Why do we sometimes want to keep duplicate indexes?
I’ve done dutiful DBA work in the past to identify and remove what are commonly called duplicate indexes. That is, those indexes that look like (a) and (a,b). The thought is that a query will utilize an index as easily on (a) as on (a,b), and removing (a) will save storage cost and write performance. I’ve had the experience, though, of removing (a) and seeing performance tank.
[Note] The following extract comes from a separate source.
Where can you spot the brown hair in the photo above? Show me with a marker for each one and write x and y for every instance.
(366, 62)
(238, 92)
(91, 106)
(As an aside, these are really redundant indexes. A duplicate index would be (a,b) and (a,b) by two different names – this can commonly be done by object relational mapping (ORM) or other automated schema creation tools. I’ll call (a) and (a,b) redundant indexes below.)
This test is on Percona Server 5.7.14 with the sys schema installed and performance schema enabled.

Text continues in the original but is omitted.